Pound Sterling – UK Markets
Despite the depressive state of the UK economy and consumer fears that the countries economic woes will have dire consequences on their finances it appears as though our appetites haven’t been affected. Whilst there has been less demand for high street goods in August, food sales were up 1.4 percent in the three months leading up to August. However, non-food sales were down 1.5 percent in the same period. With internet sales also up some are suggesting that poor weather through the summer months has dampened our need for outdoor excursions.
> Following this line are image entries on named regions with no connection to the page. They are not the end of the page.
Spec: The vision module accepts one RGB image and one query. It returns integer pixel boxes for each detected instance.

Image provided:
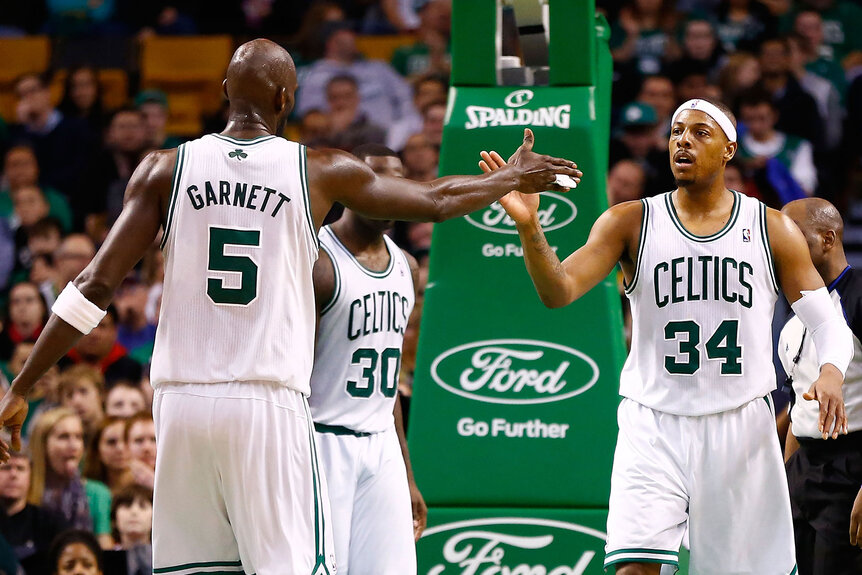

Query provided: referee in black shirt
[778,198,862,575]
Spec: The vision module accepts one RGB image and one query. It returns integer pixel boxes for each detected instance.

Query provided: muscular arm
[766,209,823,305]
[518,202,643,308]
[308,130,581,227]
[12,150,176,397]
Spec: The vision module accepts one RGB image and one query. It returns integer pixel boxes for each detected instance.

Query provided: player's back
[620,192,778,415]
[151,134,317,394]
[308,226,415,433]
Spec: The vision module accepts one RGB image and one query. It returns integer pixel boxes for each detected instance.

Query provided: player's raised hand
[508,128,583,194]
[410,482,428,541]
[0,389,28,463]
[850,489,862,547]
[802,363,847,439]
[479,151,541,225]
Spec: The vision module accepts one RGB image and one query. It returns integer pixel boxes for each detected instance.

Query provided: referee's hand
[850,489,862,547]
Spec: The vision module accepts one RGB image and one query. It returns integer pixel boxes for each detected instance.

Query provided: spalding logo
[464,192,578,235]
[419,517,607,575]
[431,339,599,405]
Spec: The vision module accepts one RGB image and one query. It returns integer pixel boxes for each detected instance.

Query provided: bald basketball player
[0,40,581,575]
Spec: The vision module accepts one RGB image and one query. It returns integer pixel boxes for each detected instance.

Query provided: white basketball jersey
[620,192,778,415]
[308,226,415,433]
[151,134,318,395]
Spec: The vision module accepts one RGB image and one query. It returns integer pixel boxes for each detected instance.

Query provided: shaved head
[781,198,844,241]
[224,38,296,134]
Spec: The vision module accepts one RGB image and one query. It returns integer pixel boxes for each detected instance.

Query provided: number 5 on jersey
[207,227,260,306]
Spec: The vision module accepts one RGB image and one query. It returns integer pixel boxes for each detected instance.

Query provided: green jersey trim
[326,226,395,278]
[320,243,341,317]
[664,190,742,243]
[759,203,779,293]
[213,134,277,146]
[299,144,320,247]
[623,200,649,295]
[164,144,187,250]
[153,561,242,575]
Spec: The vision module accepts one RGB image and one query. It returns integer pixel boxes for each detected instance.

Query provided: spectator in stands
[0,282,48,361]
[401,133,440,182]
[794,10,847,98]
[84,415,132,493]
[296,22,413,130]
[787,32,846,151]
[736,90,817,202]
[608,160,646,206]
[111,485,153,575]
[10,74,92,198]
[610,0,679,75]
[0,452,68,575]
[718,52,760,109]
[50,529,104,575]
[760,38,823,150]
[114,276,156,365]
[637,74,677,143]
[135,90,183,150]
[58,66,105,135]
[781,0,862,63]
[81,107,149,233]
[716,0,778,53]
[610,102,674,200]
[390,0,452,78]
[299,109,332,148]
[105,380,147,418]
[59,365,105,442]
[0,145,72,231]
[66,305,142,387]
[667,18,723,84]
[422,100,446,149]
[326,74,386,152]
[125,411,156,489]
[290,1,347,63]
[386,74,449,152]
[27,407,111,547]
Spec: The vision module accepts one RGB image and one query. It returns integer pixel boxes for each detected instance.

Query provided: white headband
[670,100,736,142]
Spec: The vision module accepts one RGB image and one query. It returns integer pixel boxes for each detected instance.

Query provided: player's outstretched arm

Further negativity has struck our services sector as Purchasing Managers Index figures fell from 55.4 in July to 51.1 in August. This was a shock to the markets as economist had predicted the data to come in at around the 54.3 level. Whilst a figure above 50 still indicates growth there is little doubt that we are in steep decline. Whispers of quantitative easing appear to be making strong headway through the rumour mill but Mervyn King will have to do some serious selling in order to make the thoughts a reality.
US Dollar – US Markets
It is usually the UK that rides the waves of turbulence. With little data rearing its ugly head in the US yesterday it did just that. Early on, the US Dollar was relatively weak. However, late in the day a large deal filtered its way through the markets causing dollar strengthening and consequently weakening the euro. But as we are so very aware at present, nothing is certain and come early morning, the dollar, along with sterling fell foul to a serious euro canter. It will now be down to the world’s largest economy to fight back with manufacturing data being released at GMT 15:00.
Euro – European Markets
The European Central Bank’s bond buying programme has been called into question as yields on Spanish and Italian debt began to rise again. The ECB will now face pressure as the uncertainty grows. It is unlikely that they will be able to afford to keep up its purchases to keep a lid on market pressures. Despite early strengthening in the euro, it remains sketchy at best as to how long it will be able to maintain such an advance before it succumbs to market pressures.
Other Currencies – Highlights
The Swiss National Bank has finally stepped in and taken the bull by the horns. A statement was released identifying the overvaluation of the franc as an ‘acute threat to the Swiss economy and carries the risk of a deflationary development’. The SNB has subsequently set a minimum exchange rate of 1.20 versus the euro. It caused the franc markets to spike with immediate effect.